From: Ross Walker <ross.rosswalker.co.uk>
Date: Mon, 12 Oct 2009 14:23:58 -0700

Hi Ben,

> OK, so the upshot of all that is that it's only supported for very few
> parts of the code. That makes sense given my results the other day.
> Specifically, I tried increasing OMP_NUM_THREADS but the programs would
> still only access one CPU; I thought it might be because I was trying
> to
> run things the wrong way, but clearly that's not the case. (Or, at
> least, that's not the only reason why things might not work.)

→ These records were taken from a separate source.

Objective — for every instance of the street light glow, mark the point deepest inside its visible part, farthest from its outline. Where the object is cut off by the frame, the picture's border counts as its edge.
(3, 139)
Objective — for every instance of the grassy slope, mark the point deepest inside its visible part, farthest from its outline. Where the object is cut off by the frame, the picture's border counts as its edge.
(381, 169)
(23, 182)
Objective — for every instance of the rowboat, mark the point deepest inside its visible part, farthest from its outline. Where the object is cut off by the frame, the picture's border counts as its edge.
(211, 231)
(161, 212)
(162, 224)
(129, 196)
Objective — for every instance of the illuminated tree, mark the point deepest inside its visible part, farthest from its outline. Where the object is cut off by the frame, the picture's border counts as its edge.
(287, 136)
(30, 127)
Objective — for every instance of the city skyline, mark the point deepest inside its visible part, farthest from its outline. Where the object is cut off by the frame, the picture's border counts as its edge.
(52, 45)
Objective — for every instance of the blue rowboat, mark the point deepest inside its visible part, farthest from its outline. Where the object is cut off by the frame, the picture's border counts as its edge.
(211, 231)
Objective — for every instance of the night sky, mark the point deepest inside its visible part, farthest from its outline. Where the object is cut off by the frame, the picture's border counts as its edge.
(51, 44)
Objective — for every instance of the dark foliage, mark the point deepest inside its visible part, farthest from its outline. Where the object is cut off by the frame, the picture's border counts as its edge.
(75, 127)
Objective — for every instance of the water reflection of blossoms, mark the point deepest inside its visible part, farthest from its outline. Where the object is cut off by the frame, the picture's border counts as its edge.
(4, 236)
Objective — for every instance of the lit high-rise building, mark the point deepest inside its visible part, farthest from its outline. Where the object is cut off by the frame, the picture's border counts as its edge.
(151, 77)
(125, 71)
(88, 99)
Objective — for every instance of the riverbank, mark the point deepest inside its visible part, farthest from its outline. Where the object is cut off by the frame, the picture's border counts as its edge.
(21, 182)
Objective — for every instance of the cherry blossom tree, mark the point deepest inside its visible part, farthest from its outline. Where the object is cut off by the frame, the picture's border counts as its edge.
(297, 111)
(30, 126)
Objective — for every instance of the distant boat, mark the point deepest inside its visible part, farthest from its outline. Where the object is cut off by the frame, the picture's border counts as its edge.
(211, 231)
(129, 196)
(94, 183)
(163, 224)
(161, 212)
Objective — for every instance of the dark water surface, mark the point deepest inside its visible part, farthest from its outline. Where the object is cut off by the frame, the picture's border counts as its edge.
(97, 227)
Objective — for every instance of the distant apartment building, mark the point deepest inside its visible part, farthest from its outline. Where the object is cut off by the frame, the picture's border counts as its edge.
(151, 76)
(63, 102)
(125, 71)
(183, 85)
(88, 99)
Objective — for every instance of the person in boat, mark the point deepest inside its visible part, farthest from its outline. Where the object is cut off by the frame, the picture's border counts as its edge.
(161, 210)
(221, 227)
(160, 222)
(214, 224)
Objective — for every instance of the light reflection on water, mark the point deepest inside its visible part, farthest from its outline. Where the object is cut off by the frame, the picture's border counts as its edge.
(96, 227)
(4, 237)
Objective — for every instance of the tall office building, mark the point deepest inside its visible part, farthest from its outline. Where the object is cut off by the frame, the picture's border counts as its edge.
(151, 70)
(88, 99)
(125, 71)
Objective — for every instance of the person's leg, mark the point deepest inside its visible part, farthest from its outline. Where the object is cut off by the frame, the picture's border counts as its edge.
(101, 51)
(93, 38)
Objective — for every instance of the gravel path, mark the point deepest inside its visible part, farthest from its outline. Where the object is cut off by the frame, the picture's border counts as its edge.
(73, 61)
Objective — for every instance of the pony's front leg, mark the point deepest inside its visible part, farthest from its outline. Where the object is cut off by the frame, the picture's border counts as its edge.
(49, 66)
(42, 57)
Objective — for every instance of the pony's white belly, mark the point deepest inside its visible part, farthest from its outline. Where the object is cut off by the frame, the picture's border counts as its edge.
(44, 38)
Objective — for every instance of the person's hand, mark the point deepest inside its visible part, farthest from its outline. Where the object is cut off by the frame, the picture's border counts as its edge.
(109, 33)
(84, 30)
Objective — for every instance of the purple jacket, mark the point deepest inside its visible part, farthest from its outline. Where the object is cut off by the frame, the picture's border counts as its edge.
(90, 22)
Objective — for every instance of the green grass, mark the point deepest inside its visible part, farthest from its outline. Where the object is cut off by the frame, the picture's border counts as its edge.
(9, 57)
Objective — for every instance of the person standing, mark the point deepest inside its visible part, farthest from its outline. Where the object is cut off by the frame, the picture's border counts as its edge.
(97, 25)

Indeed, although as usual it is not quite so simple. The code, if you turn
on openMP will ALWAYS ignore OMP_NUM_THREADS and will set the number of OMP
threads to 1. This is because MKL now includes SMP parallelization of the
vector routines. Thus if you run MPI with 8 threads on a dual quad core
machine and link in the parallel MKL (needed for the SMP diagonalization)
then you would get 64 threads for every vdinvsqrt call which is, as you can
imagine, a disaster!

Thus right now if you turn on openMP it switches the MKL linking to parallel
but deliberately sets the number of MKL threads to 1 to 'protect' you from
thrashing with MPI + openMP together. The number of openMP threads to use
for diagonalization in QM/MM is set in the qmmm namelist with
qmmm_omp_max_threads.

qmmm_module.f

#ifdef OPENMP
 integer :: qmmm_omp_max_threads !Maximum openmp threads to use inside QMMM
routines. If diag_routine /= 0 then this
                                  !value will be used as the argument to
omp_set_num_threads for all threaded QMMM
                                  !functions. if diag_routine = 0 then the
code will test the performance from
                                  !1 thread to this number to find the
optimum value to use.
#endif

Thus if you do not change this you get the default of 1 so you would see
nothing from enabling OPENMP.
 
> Since I'm not running many QM/MM simulations using Amber's QM/MM engine
> at the moment, I wasn't too worried about the matrix diagonalisation
> code. So I'll leave -openmp out of my builds for the time being. I was
> mostly interested in whether it was something sander MD could take
> advantage of at present; you and Dave have answered that question quite
> definitively.

Mike Crowley and I considered this a while ago. The big issue is
maintenance. The openMP code is VERY fragile and when mixed with MPI code as
well, whether independent or used in a hybrid fashion it gets extremely
difficult to maintain. With lots of people checking into sander I think it
would get broken in a matter of days. The other BIG issue with openMP is
that it is VERY intolerant of cache thrashing. It does not fail very
gracefully. As soon as one of your openMP loops goes below the cache size so
that two threads write to the same cache line then performance gets
destroyed. Not just a little bit, you go from a calculation taking seconds
to taking years, literally. This is the MAJOR flaw in openMP that the chip
manufacturers 'conveniently' ignore when they talk about mixing openMP with
MPI etc. The net result of this is that MPI, surprisingly, is actually much
easier to program and obtain good performance with than openMP.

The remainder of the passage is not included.